There were a few puzzled faces in the audience. They were under the impression that what most people had been talking about over the past couple of days was Saturday night’s terrorist attack in London and they had reasonably assumed that the Supreme Leader might have something to say about it. Apparently not. “More than ever, the country needs strong and stable leadership,” she said. And that was why she was calling on everyone to strengthen her hand so her leadership could be even stronger and more stable. The Maybot was back up and running.
Mistaking the groans of resignation and despair in the room for confirmation that her message of reassurance was getting through, the Supreme Leader went on to deliver much the same non-speech she had repeatedly given over the previous seven weeks. The same sentences that never quite made sense even on their own. Let alone when they were connected to all the others.

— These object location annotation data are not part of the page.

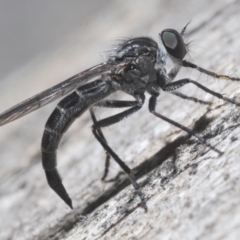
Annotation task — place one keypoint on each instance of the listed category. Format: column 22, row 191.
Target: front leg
column 172, row 86
column 112, row 120
column 109, row 104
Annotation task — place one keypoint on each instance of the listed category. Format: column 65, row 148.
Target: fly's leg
column 180, row 83
column 107, row 159
column 193, row 99
column 112, row 120
column 109, row 104
column 210, row 73
column 152, row 106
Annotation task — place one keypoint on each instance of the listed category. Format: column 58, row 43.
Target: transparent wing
column 51, row 94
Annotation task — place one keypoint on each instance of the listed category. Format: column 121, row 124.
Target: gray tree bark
column 191, row 191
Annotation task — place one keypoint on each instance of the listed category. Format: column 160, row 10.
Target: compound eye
column 174, row 44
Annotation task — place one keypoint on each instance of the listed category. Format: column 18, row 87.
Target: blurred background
column 45, row 42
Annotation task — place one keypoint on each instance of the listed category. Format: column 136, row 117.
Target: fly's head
column 136, row 59
column 174, row 44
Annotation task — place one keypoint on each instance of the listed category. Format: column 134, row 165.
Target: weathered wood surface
column 192, row 192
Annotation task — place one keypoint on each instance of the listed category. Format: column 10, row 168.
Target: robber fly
column 137, row 66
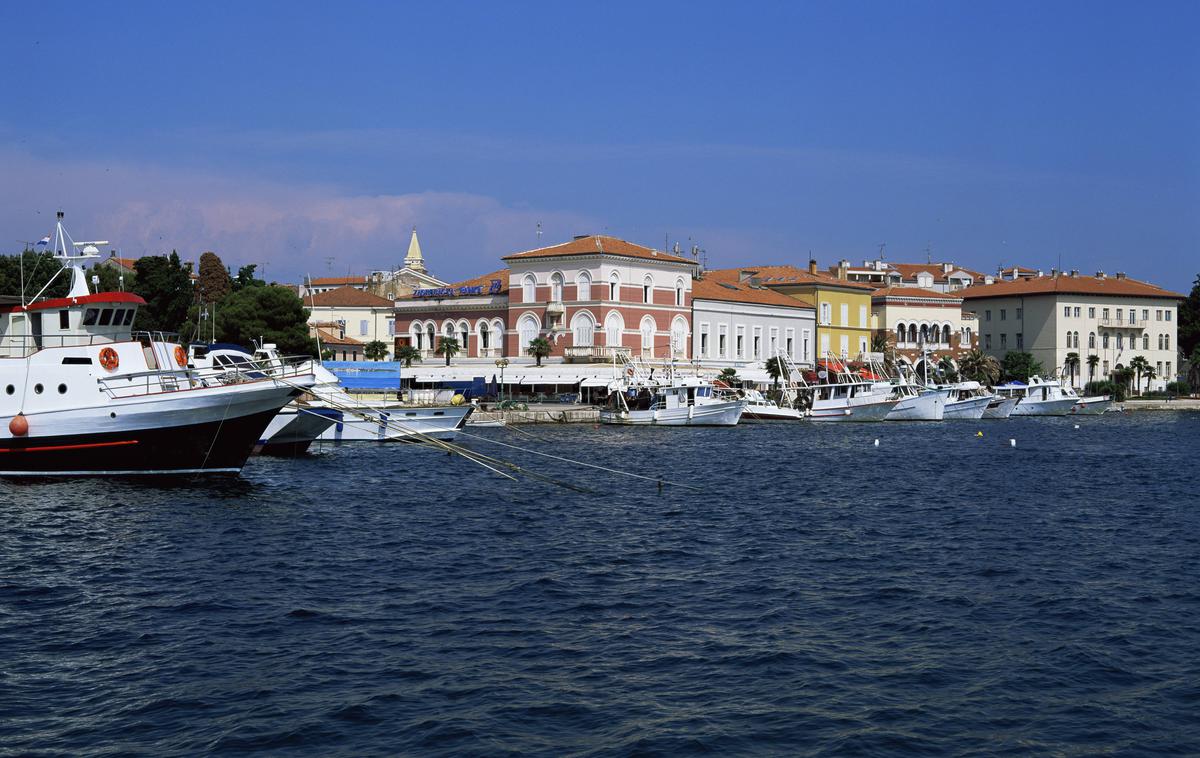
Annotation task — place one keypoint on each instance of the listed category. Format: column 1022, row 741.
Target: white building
column 738, row 324
column 1111, row 318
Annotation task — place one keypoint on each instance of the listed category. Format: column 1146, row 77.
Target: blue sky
column 285, row 133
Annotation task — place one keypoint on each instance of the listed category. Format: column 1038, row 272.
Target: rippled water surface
column 937, row 594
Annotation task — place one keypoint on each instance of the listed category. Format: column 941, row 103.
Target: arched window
column 612, row 328
column 679, row 337
column 583, row 329
column 527, row 331
column 648, row 337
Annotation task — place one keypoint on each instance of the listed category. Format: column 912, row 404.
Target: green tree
column 1020, row 366
column 775, row 370
column 981, row 367
column 408, row 354
column 268, row 314
column 448, row 348
column 539, row 348
column 1072, row 366
column 375, row 350
column 1139, row 365
column 166, row 286
column 214, row 282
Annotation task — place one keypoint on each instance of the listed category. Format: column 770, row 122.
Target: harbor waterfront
column 936, row 593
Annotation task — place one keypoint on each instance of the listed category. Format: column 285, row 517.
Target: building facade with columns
column 1113, row 318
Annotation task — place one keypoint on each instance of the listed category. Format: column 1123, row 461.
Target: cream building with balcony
column 1113, row 318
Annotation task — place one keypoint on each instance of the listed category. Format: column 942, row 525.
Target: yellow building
column 844, row 307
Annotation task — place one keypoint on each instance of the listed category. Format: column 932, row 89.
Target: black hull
column 220, row 447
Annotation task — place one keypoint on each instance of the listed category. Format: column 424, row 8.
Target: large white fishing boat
column 1038, row 397
column 379, row 421
column 966, row 399
column 84, row 396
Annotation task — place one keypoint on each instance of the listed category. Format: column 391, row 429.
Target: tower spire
column 414, row 259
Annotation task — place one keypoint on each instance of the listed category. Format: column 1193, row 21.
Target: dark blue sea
column 940, row 594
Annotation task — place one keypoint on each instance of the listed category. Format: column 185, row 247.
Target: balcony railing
column 594, row 354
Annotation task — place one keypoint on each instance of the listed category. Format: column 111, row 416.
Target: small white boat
column 966, row 399
column 1038, row 397
column 677, row 401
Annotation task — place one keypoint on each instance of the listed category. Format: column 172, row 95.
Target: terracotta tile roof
column 595, row 245
column 327, row 281
column 731, row 290
column 347, row 298
column 912, row 292
column 780, row 276
column 1068, row 286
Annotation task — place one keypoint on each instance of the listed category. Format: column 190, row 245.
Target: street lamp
column 502, row 364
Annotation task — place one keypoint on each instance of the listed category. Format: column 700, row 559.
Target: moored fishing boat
column 84, row 396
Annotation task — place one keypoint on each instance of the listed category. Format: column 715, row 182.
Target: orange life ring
column 108, row 359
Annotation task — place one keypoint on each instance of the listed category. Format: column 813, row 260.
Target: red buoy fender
column 19, row 426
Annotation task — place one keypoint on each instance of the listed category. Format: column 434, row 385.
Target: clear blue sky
column 287, row 132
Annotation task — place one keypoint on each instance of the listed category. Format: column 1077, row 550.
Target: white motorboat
column 1038, row 397
column 761, row 408
column 966, row 399
column 675, row 401
column 378, row 421
column 84, row 396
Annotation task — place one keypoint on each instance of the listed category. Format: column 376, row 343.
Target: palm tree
column 1139, row 365
column 775, row 370
column 1072, row 366
column 408, row 354
column 447, row 347
column 981, row 367
column 539, row 348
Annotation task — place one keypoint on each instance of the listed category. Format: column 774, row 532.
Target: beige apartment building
column 1111, row 317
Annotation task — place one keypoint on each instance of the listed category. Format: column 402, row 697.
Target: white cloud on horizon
column 289, row 228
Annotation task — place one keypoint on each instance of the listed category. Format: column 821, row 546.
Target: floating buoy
column 19, row 426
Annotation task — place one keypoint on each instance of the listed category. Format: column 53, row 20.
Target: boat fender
column 108, row 359
column 19, row 426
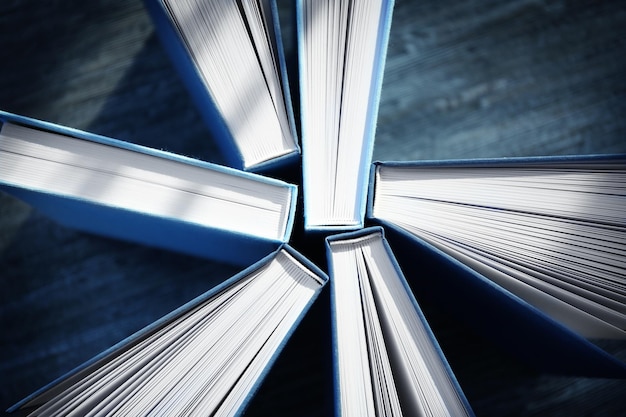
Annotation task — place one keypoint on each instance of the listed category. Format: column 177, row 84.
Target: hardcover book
column 387, row 361
column 230, row 56
column 342, row 48
column 205, row 358
column 534, row 248
column 117, row 189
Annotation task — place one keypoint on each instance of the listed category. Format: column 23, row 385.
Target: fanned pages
column 205, row 358
column 342, row 47
column 230, row 54
column 551, row 231
column 387, row 362
column 116, row 189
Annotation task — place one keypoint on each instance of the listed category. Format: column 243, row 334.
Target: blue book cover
column 386, row 358
column 176, row 202
column 231, row 334
column 246, row 121
column 456, row 278
column 339, row 96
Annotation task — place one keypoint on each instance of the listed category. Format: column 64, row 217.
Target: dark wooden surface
column 463, row 79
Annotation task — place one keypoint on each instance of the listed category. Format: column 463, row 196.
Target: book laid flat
column 230, row 56
column 121, row 190
column 208, row 357
column 342, row 48
column 387, row 361
column 540, row 240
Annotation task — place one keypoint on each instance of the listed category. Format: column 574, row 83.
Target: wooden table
column 463, row 79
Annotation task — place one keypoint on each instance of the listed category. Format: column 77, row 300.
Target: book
column 121, row 190
column 342, row 48
column 387, row 360
column 208, row 357
column 538, row 242
column 230, row 56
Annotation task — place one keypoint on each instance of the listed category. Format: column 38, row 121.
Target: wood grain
column 462, row 79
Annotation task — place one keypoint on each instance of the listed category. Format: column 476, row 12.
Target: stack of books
column 529, row 252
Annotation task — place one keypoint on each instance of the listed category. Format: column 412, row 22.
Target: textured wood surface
column 463, row 79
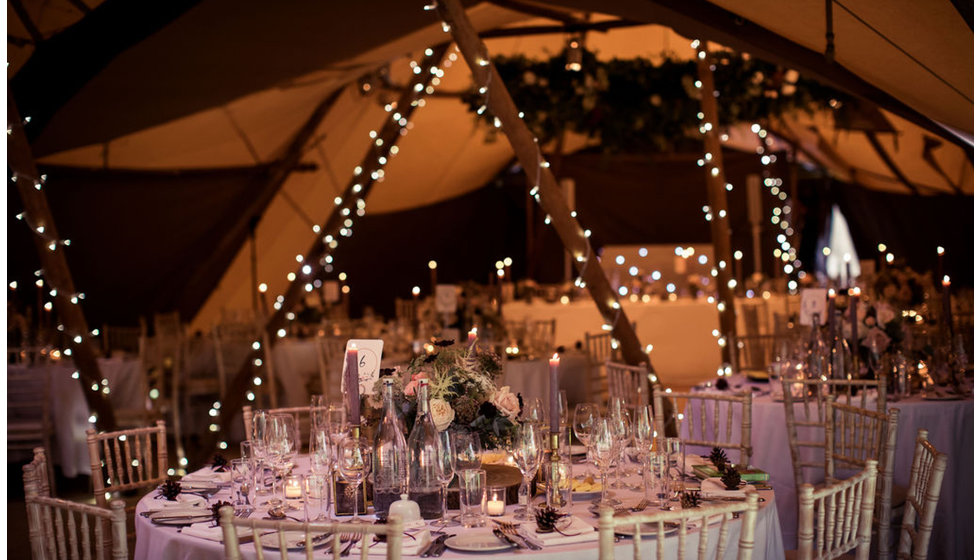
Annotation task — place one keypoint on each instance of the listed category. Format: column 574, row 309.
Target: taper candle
column 555, row 417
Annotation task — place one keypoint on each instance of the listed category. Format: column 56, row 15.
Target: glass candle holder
column 496, row 501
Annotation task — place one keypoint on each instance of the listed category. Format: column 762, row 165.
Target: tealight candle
column 293, row 488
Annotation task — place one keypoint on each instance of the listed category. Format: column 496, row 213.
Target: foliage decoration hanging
column 632, row 105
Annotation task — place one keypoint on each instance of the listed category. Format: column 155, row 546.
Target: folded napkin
column 692, row 459
column 184, row 501
column 578, row 531
column 410, row 547
column 715, row 488
column 206, row 476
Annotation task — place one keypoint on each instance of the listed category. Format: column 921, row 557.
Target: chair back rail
column 837, row 518
column 127, row 459
column 230, row 526
column 925, row 484
column 61, row 529
column 746, row 511
column 711, row 432
column 855, row 435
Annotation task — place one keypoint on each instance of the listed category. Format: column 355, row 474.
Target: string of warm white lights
column 311, row 272
column 534, row 192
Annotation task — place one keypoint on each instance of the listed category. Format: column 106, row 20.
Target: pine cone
column 546, row 518
column 731, row 478
column 170, row 490
column 718, row 458
column 690, row 499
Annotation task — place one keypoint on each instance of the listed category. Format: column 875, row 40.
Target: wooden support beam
column 545, row 187
column 357, row 189
column 721, row 233
column 55, row 266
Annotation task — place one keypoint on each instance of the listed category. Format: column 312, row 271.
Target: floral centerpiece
column 463, row 394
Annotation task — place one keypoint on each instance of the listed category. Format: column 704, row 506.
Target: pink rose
column 506, row 402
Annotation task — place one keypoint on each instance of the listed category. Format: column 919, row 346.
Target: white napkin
column 184, row 501
column 715, row 488
column 691, row 459
column 205, row 477
column 410, row 547
column 579, row 531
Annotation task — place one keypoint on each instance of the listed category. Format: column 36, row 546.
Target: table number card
column 813, row 301
column 446, row 298
column 368, row 363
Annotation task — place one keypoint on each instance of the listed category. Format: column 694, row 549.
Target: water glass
column 316, row 492
column 473, row 497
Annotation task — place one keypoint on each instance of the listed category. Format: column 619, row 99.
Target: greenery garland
column 631, row 105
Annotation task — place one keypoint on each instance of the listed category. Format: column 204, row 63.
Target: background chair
column 746, row 510
column 925, row 482
column 127, row 460
column 599, row 350
column 230, row 526
column 837, row 518
column 630, row 383
column 29, row 422
column 854, row 436
column 711, row 432
column 57, row 527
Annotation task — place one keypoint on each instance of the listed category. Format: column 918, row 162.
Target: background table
column 70, row 412
column 167, row 543
column 950, row 425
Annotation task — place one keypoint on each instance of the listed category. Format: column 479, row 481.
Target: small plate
column 179, row 517
column 477, row 542
column 295, row 540
column 648, row 530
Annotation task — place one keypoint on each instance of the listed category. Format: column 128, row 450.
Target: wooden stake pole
column 544, row 188
column 717, row 199
column 55, row 267
column 357, row 189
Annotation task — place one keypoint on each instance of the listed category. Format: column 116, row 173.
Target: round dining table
column 949, row 421
column 201, row 541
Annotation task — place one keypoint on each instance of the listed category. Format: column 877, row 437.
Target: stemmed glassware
column 528, row 452
column 603, row 448
column 354, row 465
column 445, row 470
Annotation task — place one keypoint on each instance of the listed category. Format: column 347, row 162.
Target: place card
column 368, row 363
column 813, row 301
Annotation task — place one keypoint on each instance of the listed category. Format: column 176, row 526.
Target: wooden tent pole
column 544, row 186
column 55, row 267
column 357, row 189
column 720, row 229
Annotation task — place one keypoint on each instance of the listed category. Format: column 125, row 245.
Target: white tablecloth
column 684, row 349
column 167, row 543
column 950, row 425
column 70, row 412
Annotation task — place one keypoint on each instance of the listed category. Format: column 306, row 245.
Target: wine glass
column 354, row 465
column 445, row 470
column 603, row 445
column 528, row 451
column 467, row 451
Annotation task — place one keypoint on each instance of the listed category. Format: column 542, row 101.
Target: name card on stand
column 368, row 363
column 446, row 298
column 813, row 301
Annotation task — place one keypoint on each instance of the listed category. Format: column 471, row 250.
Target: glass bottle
column 840, row 353
column 423, row 452
column 816, row 352
column 390, row 454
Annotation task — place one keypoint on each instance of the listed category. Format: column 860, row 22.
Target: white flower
column 442, row 414
column 506, row 402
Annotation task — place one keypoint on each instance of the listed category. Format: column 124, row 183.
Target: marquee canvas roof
column 196, row 100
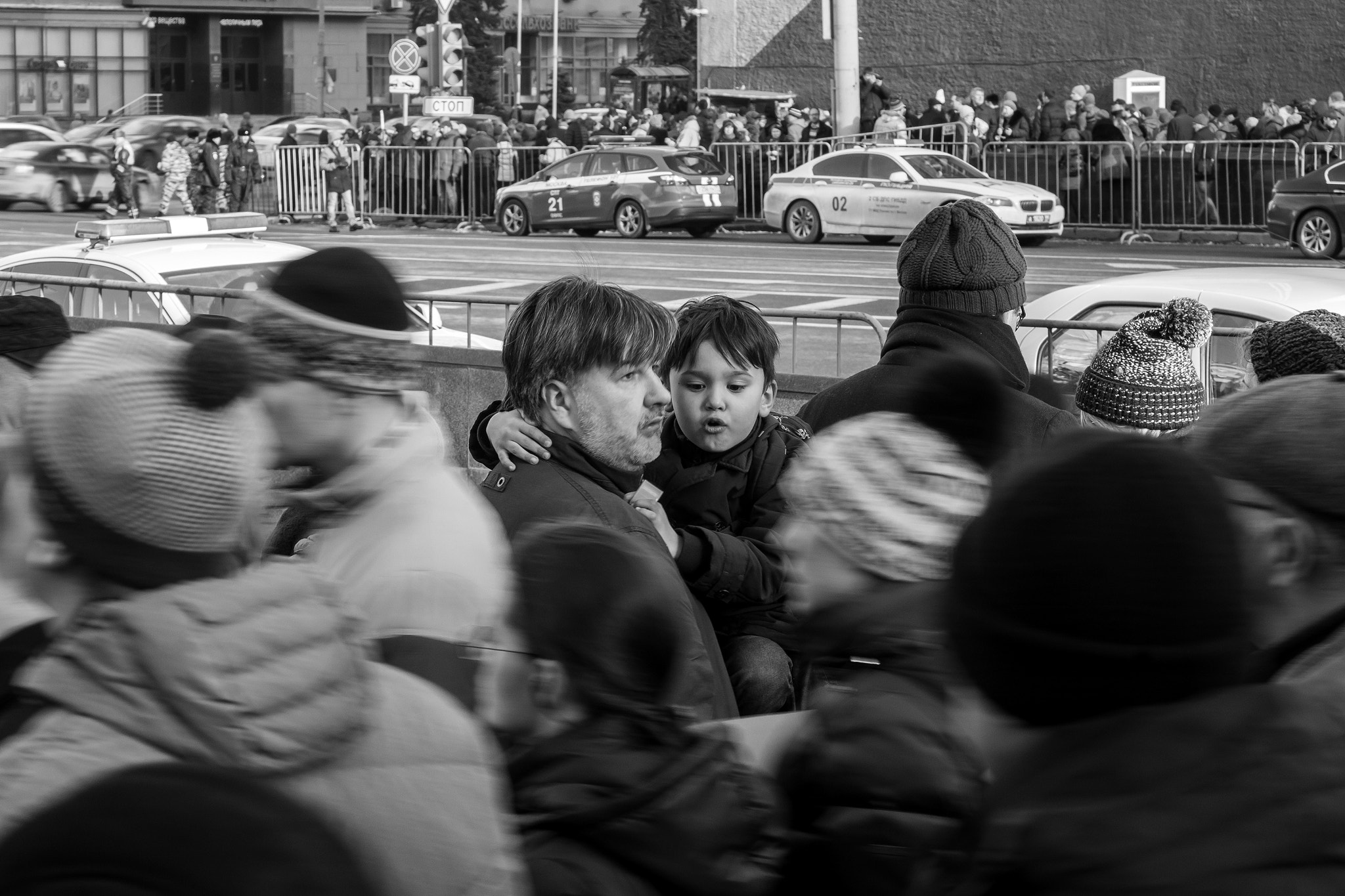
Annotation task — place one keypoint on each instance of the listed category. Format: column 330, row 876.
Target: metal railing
column 1220, row 379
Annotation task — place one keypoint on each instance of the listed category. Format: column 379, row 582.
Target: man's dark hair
column 573, row 324
column 734, row 327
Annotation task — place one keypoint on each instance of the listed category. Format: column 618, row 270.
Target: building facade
column 85, row 58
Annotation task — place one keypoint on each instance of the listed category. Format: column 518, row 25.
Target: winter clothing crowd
column 259, row 637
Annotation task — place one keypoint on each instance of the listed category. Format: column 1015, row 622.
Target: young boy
column 724, row 452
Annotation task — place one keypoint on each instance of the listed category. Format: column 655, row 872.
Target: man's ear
column 558, row 400
column 768, row 398
column 1293, row 550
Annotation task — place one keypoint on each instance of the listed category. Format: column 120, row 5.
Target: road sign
column 404, row 56
column 450, row 105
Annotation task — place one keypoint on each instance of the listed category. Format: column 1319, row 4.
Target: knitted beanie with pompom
column 1143, row 377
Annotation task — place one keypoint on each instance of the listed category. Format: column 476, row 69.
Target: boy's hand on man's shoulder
column 510, row 435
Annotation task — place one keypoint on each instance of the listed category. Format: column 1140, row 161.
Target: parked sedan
column 884, row 191
column 630, row 190
column 1309, row 211
column 58, row 175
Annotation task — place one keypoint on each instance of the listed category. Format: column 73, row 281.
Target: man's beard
column 623, row 450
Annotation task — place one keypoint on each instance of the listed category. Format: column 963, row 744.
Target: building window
column 72, row 73
column 378, row 46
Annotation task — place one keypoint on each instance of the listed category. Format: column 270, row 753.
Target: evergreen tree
column 667, row 37
column 483, row 64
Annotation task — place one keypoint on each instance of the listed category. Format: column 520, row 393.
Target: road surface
column 766, row 269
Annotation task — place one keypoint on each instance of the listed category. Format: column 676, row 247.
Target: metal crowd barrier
column 1219, row 379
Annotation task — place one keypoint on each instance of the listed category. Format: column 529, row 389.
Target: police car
column 628, row 188
column 219, row 251
column 884, row 191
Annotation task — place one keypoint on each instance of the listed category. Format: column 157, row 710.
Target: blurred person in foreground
column 884, row 786
column 615, row 794
column 581, row 363
column 961, row 273
column 1277, row 449
column 410, row 542
column 1142, row 379
column 1308, row 343
column 147, row 468
column 1149, row 766
column 177, row 829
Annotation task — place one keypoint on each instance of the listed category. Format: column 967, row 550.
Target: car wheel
column 514, row 218
column 802, row 222
column 57, row 198
column 1317, row 234
column 630, row 221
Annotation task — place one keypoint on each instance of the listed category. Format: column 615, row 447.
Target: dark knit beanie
column 1143, row 375
column 1283, row 437
column 178, row 830
column 962, row 258
column 345, row 284
column 1138, row 599
column 30, row 327
column 1308, row 343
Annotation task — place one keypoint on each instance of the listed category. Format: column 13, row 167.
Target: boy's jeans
column 762, row 673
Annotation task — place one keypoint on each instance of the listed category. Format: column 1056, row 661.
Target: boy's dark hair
column 734, row 327
column 573, row 324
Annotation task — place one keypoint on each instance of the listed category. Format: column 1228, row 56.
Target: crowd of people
column 1025, row 649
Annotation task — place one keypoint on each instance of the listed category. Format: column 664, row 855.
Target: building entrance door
column 240, row 70
column 170, row 64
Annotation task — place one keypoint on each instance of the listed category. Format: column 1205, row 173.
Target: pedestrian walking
column 244, row 169
column 337, row 160
column 123, row 178
column 202, row 657
column 175, row 167
column 613, row 792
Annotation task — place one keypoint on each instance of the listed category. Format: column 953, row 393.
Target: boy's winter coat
column 725, row 507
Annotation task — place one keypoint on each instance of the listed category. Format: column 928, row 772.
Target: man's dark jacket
column 725, row 507
column 573, row 485
column 917, row 337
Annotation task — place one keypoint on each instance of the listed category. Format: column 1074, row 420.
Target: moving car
column 1238, row 297
column 1309, row 211
column 60, row 175
column 218, row 251
column 18, row 133
column 884, row 191
column 307, row 132
column 150, row 133
column 630, row 190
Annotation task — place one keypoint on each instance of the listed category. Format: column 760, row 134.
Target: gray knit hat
column 1143, row 377
column 891, row 494
column 962, row 258
column 146, row 467
column 1308, row 343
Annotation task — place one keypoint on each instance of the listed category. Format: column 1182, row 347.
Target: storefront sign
column 539, row 23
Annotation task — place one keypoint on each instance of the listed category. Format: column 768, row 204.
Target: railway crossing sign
column 404, row 56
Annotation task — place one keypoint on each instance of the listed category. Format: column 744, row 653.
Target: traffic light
column 427, row 38
column 452, row 58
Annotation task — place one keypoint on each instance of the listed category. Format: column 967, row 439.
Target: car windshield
column 88, row 132
column 694, row 164
column 942, row 167
column 249, row 277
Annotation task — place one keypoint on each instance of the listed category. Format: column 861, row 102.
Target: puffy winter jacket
column 884, row 788
column 621, row 807
column 265, row 673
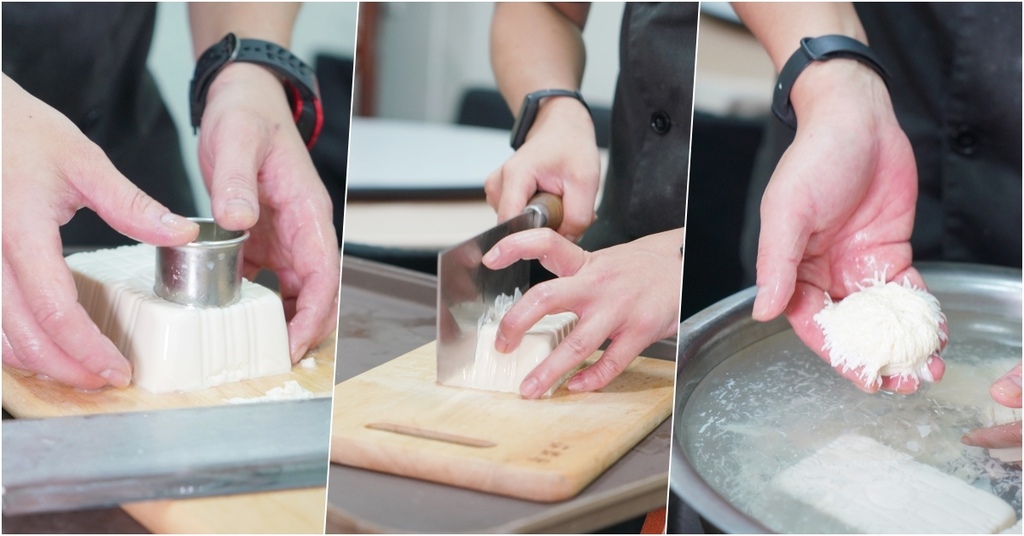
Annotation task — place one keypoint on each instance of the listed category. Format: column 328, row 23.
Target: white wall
column 322, row 27
column 430, row 52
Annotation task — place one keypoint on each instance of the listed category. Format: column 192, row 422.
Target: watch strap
column 529, row 108
column 299, row 80
column 818, row 49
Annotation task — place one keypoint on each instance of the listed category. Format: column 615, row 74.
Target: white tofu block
column 998, row 414
column 876, row 489
column 172, row 346
column 494, row 370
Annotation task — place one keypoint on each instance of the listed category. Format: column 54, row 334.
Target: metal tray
column 767, row 400
column 386, row 312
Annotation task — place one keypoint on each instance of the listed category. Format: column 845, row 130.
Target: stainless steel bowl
column 980, row 301
column 205, row 273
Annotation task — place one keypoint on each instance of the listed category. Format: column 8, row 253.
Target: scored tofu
column 493, row 370
column 172, row 346
column 877, row 489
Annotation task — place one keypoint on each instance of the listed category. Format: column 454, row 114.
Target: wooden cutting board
column 542, row 450
column 292, row 511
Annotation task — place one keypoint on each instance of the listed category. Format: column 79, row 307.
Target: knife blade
column 65, row 463
column 466, row 288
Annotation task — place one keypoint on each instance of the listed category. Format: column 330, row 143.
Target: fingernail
column 1010, row 386
column 176, row 222
column 501, row 343
column 299, row 353
column 239, row 209
column 761, row 302
column 492, row 255
column 529, row 387
column 116, row 377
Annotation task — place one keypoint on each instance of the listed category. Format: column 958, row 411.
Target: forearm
column 270, row 22
column 822, row 86
column 537, row 46
column 779, row 27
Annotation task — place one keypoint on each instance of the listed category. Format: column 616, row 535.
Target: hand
column 644, row 274
column 1006, row 390
column 50, row 170
column 559, row 157
column 840, row 205
column 260, row 177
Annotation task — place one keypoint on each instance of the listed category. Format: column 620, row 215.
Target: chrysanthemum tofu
column 885, row 329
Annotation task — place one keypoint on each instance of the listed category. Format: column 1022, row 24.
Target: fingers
column 233, row 197
column 47, row 331
column 311, row 305
column 578, row 208
column 994, row 437
column 558, row 255
column 781, row 244
column 574, row 348
column 620, row 354
column 125, row 207
column 508, row 198
column 1007, row 390
column 555, row 252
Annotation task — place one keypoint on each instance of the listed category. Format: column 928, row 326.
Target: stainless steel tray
column 386, row 312
column 751, row 399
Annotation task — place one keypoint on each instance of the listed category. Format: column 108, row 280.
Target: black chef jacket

She alone had a Brexit plan. A plan she couldn’t fully disclose, other than to say no deal was better than a bad deal. Jeremy Corbyn didn’t have a plan because his plan was different to hers. “We will show leadership, because that is what leaders do,” the Maybot concluded, her algorithms no longer fully operational. “There is no time for learning on the job.” This was the closest she came to saying anything heartfelt. She’d been trying and failing to learn on the job for 12 months.
Only towards the end of her speech did the Supreme Leader make any proper mention of the London attacks. Enough was enough. She had done everything she possibly could to help the police in her six years as home secretary and it was just a pity they weren’t a bit more grateful.
Under her strong and stable leadership, Britain had never been more safe. Even if it didn’t feel that way. No one cared more about the country’s security than she did. She just had her own idiosyncratic way of showing it. Instead of focusing on the terror plots that had succeeded, why couldn’t everyone just concentrate a bit more on the ones that had been thwarted? “I have the vision,” the Maybot said. The blurred vision of an artificial intelligence without the intelligence.
Much to her surprise, none of the questions that followed her speech were about Brexit. They were all about terrorism and security. The Supreme Leader was patience personified as as she failed to answer any of them. Had she been wrong to cut police numbers?
Not at all. The relentless focus on numbers was missing the point. What really mattered was that she had given the police extra superpowers. Some were being trained to have x-ray vision. Some were learning to fly with magic capes. Some could literally bi-locate and be in two places at the same time. Some had been equipped with little suckers on their feet that allowed them to walk up the side of buildings. Some had been given special weapons that fired spiders’ webs. Some had also been given invisibility cloaks, which was why it was easy to imagine there were 20,000 fewer of them.
An engineer hastily tried to update the Maybot, but only succeeded in making things worse as her faculties became ever more unreliable. Her voice recognition software couldn’t recognise the words “Donald Trump” when she was twice asked if the US president had been wrong to criticise Sadiq Khan for doing a bad job. “The London mayor is doing a very good job,” she monotoned. But what about Donald Trump? “The London mayor is doing a good job.”
“What would Donald Trump have to say for you to disagree with him?” one journalist finally asked. The Supreme Leader looked confused. Who was this Donald Trump? “The London mayor is doing a very good job,” she said yet again. So would someone – the US president, say – who criticised Khan be wrong? “I suppose so,” she muttered through gritted teeth. The special relationship had never appeared so pathetically and abjectly one-sided. But it was what now passed for strong and stable leadership.